Reapit in Australia & New Zealand

Rate cuts vs rising costs – the tug of war facing buyers in 2025
August 20, 2025

Rate cuts vs rising costs – the tug of war facing buyers in 2025

Interest rates are falling, so why aren’t buyers rushing in? Explore how rising living costs are shaping buyer psychology in 2025 and what sales agents can do to stay one step ahead.

The cash rate is finally easing.

Buyers should be racing back to the market.

Except…they’re not. Not really.

Open homes are busy, sure.

First-home buyer enquiry is climbing (thanks, RBA).

But there’s hesitation in the air.

Interest rates may be dropping, yet buyers are still moving like they’ve got bricks in their shoes.

So, what in the holy guacamole is going on?

This is the new tug of war in 2025: rate relief pulling buyers forward…and rising living costs dragging them right back again.

Hang on…aren’t buyers coming back?

Yes…enquiry is rising, but enquiry doesn’t always equal urgency.

@realty’s June 2025 Property Market Report shows open home numbers and enquiry volumes have lifted since the rate cuts, yet days on market aren’t budging much – a strong sign buyers are shopping, not signing.

Why are people still dragging their feet?

1. Money is still tight (even with cheaper debt)

Sure, mortgages are relaxing.

But have you seen the price of lettuce lately?

Lettuce pray for cheaper greens 🙏

ABS data for May shows food and non-alcoholic beverages rose 2.9%, rents climbing 7.7% and health/insurance costs up over 4% YoY.

So, buyers are doing that fun mental maths: Yes, I can borrow more…but can I actually live once I move in?

2. Fatigue from the rate rollercoaster

Buyers aren’t panicking over RBA decisions the way they used to.

As realestate.com.au reports, “Almost half of homebuyers weren’t impacted by interest rates at all… those who were said the biggest impacts were on budget (43%) and the type of property they could afford (32%).”

3. Affordability keeps buyers cautious

As Cotality’s Research Director Tim Lawless explains, “Today’s 25bp rate cut will improve capacity and support confidence…but affordability challenges are likely to keep a lid on price growth.”

What does this mean for sales agents?

You’re not dealing with broke buyers – you’re dealing with cautious ones.

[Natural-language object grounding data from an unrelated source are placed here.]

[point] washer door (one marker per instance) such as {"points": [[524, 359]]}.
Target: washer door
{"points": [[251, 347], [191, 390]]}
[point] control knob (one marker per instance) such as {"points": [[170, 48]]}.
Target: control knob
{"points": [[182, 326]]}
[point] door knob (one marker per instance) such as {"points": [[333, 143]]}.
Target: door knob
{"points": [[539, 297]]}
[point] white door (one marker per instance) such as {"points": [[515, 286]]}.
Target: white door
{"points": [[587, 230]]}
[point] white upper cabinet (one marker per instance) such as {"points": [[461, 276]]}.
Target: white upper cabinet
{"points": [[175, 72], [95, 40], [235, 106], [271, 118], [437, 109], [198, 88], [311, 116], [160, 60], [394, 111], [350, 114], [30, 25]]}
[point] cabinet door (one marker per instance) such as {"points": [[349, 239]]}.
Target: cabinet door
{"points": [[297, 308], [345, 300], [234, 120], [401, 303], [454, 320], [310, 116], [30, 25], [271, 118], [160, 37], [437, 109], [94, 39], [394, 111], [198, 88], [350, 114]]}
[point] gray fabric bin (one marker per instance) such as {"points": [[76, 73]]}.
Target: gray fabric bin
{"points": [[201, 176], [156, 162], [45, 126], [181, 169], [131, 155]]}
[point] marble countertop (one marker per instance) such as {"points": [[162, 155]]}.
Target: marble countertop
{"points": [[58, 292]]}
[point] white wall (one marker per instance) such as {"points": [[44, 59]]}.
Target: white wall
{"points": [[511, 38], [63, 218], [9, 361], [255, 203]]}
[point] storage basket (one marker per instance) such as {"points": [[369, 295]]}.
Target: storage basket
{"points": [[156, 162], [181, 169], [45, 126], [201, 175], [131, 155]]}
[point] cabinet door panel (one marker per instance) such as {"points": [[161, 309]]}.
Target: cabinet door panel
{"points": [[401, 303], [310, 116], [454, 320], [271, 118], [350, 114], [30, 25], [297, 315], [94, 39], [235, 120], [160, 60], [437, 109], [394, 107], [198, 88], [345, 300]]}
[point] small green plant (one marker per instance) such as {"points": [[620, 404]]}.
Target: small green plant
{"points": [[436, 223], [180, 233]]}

That changes the playbook.

Out go fear-based “beat the rate rise” tactics.

In come tighter follow ups, softer scripts…and a whole lot more empathy.

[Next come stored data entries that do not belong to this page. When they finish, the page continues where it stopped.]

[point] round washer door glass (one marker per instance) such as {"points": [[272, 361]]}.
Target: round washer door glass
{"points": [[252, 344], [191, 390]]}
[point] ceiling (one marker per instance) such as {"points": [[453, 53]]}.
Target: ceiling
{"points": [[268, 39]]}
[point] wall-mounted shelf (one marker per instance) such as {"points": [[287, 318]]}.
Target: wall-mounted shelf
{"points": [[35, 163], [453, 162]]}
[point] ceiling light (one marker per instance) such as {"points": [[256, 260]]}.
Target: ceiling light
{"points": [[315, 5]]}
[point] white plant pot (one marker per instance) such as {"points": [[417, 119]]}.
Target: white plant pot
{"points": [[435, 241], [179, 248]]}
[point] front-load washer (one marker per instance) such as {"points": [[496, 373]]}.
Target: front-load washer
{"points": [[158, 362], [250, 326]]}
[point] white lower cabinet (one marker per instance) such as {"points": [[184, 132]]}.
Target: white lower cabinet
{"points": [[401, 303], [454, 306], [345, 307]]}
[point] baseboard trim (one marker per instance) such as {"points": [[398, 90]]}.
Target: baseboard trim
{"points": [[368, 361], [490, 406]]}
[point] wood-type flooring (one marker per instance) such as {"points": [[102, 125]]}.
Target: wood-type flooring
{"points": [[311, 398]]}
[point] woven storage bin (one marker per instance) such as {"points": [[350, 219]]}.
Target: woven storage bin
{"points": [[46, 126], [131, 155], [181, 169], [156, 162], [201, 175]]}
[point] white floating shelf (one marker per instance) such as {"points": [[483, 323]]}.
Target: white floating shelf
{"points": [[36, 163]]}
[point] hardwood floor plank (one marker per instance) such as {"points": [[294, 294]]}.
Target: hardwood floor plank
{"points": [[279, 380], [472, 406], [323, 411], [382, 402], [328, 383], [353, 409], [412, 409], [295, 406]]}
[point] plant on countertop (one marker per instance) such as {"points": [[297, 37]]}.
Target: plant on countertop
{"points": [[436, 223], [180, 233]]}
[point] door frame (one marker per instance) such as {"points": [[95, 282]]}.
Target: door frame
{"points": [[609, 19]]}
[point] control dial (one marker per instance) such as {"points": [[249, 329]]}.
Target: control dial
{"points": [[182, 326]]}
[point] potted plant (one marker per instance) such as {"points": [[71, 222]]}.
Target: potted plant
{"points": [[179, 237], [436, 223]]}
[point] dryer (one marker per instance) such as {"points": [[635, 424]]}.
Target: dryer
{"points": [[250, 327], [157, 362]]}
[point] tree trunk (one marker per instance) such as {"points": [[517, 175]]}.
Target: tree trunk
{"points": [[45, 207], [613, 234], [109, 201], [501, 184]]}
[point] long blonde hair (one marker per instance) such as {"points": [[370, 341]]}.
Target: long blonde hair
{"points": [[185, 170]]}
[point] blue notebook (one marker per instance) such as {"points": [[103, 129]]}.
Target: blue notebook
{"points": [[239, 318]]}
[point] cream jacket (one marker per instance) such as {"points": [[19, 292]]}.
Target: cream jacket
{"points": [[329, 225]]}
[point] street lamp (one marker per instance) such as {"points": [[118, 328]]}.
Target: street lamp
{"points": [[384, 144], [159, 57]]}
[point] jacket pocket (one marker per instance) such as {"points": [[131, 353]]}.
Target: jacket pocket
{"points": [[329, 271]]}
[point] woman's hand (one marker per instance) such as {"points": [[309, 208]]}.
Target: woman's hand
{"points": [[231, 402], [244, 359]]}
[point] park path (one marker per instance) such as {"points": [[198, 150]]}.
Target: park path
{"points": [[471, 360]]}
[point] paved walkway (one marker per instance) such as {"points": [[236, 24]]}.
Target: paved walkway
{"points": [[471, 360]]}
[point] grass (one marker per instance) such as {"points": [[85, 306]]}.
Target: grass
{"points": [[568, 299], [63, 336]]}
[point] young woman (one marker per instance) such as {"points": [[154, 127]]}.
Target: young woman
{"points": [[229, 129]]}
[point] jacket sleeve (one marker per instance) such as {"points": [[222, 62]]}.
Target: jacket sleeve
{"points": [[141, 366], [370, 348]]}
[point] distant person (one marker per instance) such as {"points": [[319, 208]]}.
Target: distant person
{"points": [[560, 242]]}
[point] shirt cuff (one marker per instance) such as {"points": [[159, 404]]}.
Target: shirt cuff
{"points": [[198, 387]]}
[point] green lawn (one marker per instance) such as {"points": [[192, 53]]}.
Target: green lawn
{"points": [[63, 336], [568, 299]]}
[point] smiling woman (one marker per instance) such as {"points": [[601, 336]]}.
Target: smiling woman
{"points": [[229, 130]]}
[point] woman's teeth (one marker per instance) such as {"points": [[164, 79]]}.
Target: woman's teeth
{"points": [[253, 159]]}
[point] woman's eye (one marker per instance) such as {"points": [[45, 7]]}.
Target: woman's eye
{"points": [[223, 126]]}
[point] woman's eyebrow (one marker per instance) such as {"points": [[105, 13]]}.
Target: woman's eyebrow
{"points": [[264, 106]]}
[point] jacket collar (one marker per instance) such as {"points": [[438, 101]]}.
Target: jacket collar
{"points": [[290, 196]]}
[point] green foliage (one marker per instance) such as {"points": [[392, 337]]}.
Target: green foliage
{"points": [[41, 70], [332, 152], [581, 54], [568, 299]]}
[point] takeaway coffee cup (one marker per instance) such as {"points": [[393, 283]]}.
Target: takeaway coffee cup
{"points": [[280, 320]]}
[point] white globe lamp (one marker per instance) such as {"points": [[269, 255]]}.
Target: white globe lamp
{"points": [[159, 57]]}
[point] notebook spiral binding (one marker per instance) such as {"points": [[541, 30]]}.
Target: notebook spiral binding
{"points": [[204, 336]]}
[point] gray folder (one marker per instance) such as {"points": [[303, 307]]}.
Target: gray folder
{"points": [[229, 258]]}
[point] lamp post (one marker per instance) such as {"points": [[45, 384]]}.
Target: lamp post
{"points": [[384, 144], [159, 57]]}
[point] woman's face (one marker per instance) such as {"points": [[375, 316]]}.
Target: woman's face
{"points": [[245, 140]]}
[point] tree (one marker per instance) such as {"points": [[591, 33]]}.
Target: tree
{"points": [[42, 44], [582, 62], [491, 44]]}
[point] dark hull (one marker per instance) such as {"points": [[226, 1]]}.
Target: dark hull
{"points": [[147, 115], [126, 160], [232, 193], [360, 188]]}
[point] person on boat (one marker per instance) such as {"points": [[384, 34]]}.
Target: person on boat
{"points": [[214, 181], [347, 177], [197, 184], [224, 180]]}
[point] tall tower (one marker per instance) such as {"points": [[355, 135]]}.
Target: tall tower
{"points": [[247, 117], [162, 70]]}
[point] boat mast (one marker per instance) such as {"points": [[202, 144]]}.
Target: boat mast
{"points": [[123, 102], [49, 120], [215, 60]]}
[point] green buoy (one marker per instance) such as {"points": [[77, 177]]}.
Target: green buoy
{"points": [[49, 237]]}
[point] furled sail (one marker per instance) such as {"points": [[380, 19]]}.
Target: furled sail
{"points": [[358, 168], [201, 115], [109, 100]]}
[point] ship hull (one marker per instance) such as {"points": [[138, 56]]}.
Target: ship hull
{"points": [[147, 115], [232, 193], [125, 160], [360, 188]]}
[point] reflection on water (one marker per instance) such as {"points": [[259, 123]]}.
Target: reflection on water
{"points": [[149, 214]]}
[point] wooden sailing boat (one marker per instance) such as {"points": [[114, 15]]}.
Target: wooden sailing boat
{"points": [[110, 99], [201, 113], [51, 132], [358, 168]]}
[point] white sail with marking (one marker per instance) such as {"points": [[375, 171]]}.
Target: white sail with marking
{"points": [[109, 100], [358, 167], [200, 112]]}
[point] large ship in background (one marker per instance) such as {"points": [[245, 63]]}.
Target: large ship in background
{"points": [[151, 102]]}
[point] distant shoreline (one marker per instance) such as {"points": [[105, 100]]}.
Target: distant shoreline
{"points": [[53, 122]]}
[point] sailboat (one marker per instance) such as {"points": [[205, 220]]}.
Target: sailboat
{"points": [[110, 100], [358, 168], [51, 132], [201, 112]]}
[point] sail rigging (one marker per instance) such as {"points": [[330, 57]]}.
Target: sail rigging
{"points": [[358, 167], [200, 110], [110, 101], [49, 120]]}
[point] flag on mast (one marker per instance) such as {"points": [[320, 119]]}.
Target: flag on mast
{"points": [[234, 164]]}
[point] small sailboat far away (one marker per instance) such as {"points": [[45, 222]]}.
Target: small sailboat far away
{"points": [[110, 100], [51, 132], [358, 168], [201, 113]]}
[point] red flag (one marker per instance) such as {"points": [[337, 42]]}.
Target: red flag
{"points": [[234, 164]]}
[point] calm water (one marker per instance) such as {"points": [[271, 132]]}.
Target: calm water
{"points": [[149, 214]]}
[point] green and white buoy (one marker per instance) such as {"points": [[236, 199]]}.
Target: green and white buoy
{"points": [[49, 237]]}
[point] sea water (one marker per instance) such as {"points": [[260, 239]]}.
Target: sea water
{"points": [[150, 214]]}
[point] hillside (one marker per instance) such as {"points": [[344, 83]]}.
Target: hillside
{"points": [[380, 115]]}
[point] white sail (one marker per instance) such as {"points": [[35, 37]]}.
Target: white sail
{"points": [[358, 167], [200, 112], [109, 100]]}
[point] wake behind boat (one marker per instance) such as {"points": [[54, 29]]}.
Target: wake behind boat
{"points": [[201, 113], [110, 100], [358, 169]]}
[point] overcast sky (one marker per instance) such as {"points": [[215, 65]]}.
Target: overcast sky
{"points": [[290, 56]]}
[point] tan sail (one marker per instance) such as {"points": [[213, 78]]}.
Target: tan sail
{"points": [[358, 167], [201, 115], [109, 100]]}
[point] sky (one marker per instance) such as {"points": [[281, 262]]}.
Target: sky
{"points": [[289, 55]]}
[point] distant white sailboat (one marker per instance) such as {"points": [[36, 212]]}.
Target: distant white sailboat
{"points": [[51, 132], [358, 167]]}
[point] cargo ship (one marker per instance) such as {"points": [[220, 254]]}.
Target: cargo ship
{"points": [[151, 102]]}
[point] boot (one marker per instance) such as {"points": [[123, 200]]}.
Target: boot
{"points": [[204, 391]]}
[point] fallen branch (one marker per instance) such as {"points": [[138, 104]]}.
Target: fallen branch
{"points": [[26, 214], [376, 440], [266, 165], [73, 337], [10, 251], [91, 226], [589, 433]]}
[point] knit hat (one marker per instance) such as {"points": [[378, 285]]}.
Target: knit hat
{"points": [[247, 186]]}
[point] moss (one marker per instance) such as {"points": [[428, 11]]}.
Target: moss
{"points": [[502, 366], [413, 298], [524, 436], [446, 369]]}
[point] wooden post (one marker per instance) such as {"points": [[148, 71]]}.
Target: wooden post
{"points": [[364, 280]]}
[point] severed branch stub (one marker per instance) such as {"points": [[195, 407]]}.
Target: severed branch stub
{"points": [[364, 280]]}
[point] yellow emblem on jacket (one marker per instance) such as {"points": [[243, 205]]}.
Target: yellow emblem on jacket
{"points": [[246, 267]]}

Tactics that are working right now

Lead with lifestyle outcomes, not cash-rate commentary

Upsizers, downsizers and seachangers don’t move because of the RBA – they move because life is happening. So, talk lifestyle, not monetary policy.

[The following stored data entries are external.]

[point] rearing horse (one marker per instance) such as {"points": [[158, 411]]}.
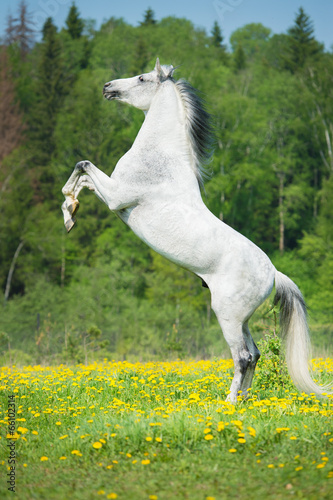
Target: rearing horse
{"points": [[155, 190]]}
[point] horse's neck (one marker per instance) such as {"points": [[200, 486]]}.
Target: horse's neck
{"points": [[164, 125]]}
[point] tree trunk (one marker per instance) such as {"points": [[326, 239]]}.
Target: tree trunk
{"points": [[281, 214], [11, 270]]}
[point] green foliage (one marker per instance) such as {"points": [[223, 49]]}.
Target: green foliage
{"points": [[271, 175], [302, 43], [74, 23]]}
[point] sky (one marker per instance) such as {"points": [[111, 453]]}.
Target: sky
{"points": [[278, 15]]}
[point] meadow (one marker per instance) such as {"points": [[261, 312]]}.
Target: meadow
{"points": [[162, 430]]}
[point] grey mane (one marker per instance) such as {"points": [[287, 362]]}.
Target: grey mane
{"points": [[199, 128]]}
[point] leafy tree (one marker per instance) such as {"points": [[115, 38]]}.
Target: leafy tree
{"points": [[217, 37], [216, 40], [74, 23], [252, 38], [302, 43]]}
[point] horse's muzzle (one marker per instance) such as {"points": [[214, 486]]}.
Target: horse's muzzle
{"points": [[109, 93]]}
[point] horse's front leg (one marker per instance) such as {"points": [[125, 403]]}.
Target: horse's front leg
{"points": [[106, 189], [71, 191]]}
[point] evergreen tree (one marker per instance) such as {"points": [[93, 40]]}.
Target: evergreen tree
{"points": [[216, 40], [217, 37], [239, 58], [11, 125], [148, 18], [49, 91], [302, 43], [20, 30], [74, 23]]}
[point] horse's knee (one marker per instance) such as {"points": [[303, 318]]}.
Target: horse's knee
{"points": [[245, 360]]}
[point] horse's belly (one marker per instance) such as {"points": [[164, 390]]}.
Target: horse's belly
{"points": [[183, 234]]}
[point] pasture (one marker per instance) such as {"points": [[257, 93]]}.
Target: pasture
{"points": [[162, 430]]}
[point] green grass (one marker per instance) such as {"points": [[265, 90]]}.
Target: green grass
{"points": [[164, 432]]}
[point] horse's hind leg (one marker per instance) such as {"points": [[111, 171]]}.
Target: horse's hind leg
{"points": [[255, 355], [242, 356]]}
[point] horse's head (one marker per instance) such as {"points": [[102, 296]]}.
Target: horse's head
{"points": [[138, 90]]}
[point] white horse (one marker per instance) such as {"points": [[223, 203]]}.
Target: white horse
{"points": [[155, 190]]}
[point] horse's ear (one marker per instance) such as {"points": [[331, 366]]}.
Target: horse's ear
{"points": [[158, 67]]}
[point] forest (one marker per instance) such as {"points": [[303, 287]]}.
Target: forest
{"points": [[99, 292]]}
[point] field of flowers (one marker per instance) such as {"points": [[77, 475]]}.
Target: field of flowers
{"points": [[162, 430]]}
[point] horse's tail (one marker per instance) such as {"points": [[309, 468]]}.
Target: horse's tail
{"points": [[295, 332]]}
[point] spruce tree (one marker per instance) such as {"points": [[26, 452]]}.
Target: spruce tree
{"points": [[74, 23], [302, 43], [148, 18], [49, 92], [217, 37], [239, 58]]}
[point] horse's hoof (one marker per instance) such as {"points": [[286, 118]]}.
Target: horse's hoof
{"points": [[73, 208], [69, 224]]}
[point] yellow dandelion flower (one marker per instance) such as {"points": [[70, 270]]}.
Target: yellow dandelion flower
{"points": [[97, 445], [22, 430]]}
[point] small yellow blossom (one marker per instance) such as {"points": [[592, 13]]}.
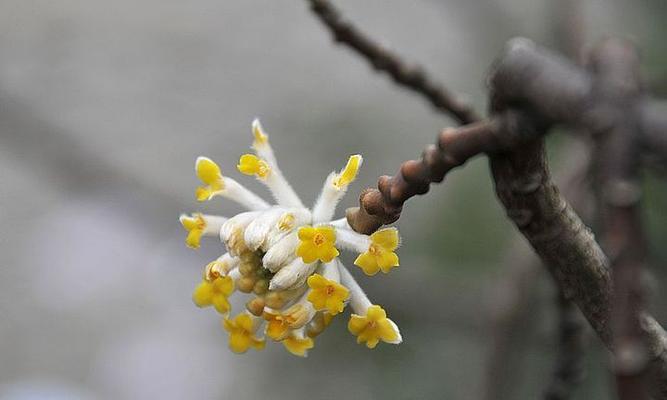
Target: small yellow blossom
{"points": [[209, 173], [298, 346], [195, 226], [250, 164], [214, 292], [278, 325], [261, 138], [319, 323], [349, 173], [372, 327], [327, 294], [317, 243], [380, 254], [242, 333], [286, 222]]}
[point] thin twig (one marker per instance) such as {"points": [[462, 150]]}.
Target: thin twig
{"points": [[569, 370], [412, 77], [617, 87]]}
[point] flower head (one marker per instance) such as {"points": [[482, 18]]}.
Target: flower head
{"points": [[284, 256], [214, 293], [373, 327], [242, 333], [327, 294], [209, 173], [250, 164], [298, 345], [380, 254], [317, 243]]}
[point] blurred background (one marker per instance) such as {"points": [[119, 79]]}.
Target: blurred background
{"points": [[104, 106]]}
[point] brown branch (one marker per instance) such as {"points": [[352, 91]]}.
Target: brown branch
{"points": [[569, 369], [532, 89], [653, 131], [412, 77], [604, 104], [617, 87], [453, 148], [513, 295]]}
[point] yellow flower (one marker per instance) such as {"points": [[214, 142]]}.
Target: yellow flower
{"points": [[209, 173], [373, 327], [317, 243], [319, 323], [242, 333], [261, 138], [250, 164], [380, 254], [349, 173], [214, 293], [298, 346], [195, 226], [327, 294], [278, 325]]}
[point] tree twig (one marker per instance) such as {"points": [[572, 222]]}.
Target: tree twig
{"points": [[569, 369], [617, 87], [412, 77]]}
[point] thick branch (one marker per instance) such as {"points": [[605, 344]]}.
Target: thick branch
{"points": [[412, 77], [533, 202], [569, 370], [617, 87]]}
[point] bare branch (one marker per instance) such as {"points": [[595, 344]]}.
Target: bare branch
{"points": [[617, 87], [569, 364], [412, 77], [454, 147]]}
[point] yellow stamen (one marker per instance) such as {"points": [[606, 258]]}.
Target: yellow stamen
{"points": [[372, 327], [261, 138], [348, 174], [242, 333], [278, 325], [286, 222], [214, 270], [298, 346], [214, 293], [250, 164], [380, 254], [209, 173], [319, 324], [195, 226], [326, 294], [317, 243]]}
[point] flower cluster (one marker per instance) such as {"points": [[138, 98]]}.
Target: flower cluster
{"points": [[286, 257]]}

Reset vendor exceptions (early)

Vendors think “rate cuts” = 2021 prices again. Nope!

Use data (like median days on market, local comparables) to bring expectations back to earth.

Shorten your follow up window

Cautious buyers look for any excuse to stall.

If you’re not calling within 24-48 hours post-inspection, someone else is.

Get creative with contact conditions

Longer settlements, pest/building clauses, softer finance exit lines – all help reduce fear in a jittery cost-of-living landscape.

Why Reapit Sales gives agents the edge

If buyers are slower and more distracted, you need to be quicker and more disciplined.

Reapit Sales helps you:

  • Track OFI engagement and buyer engagement across touch points
  • Trigger automated follow-up tasks so warm leads don’t go cold
  • Use buyer data in Analytics+ (take a sticky beak here) to strengthen vendor conversations during campaigns

Yes, rate cuts are welcome but living costs are still biting.

Great property will move in 2025.

The reality? Agents who read the tug of war, adjust their follow up game, and manage expectations with empathy are the ones getting deals done.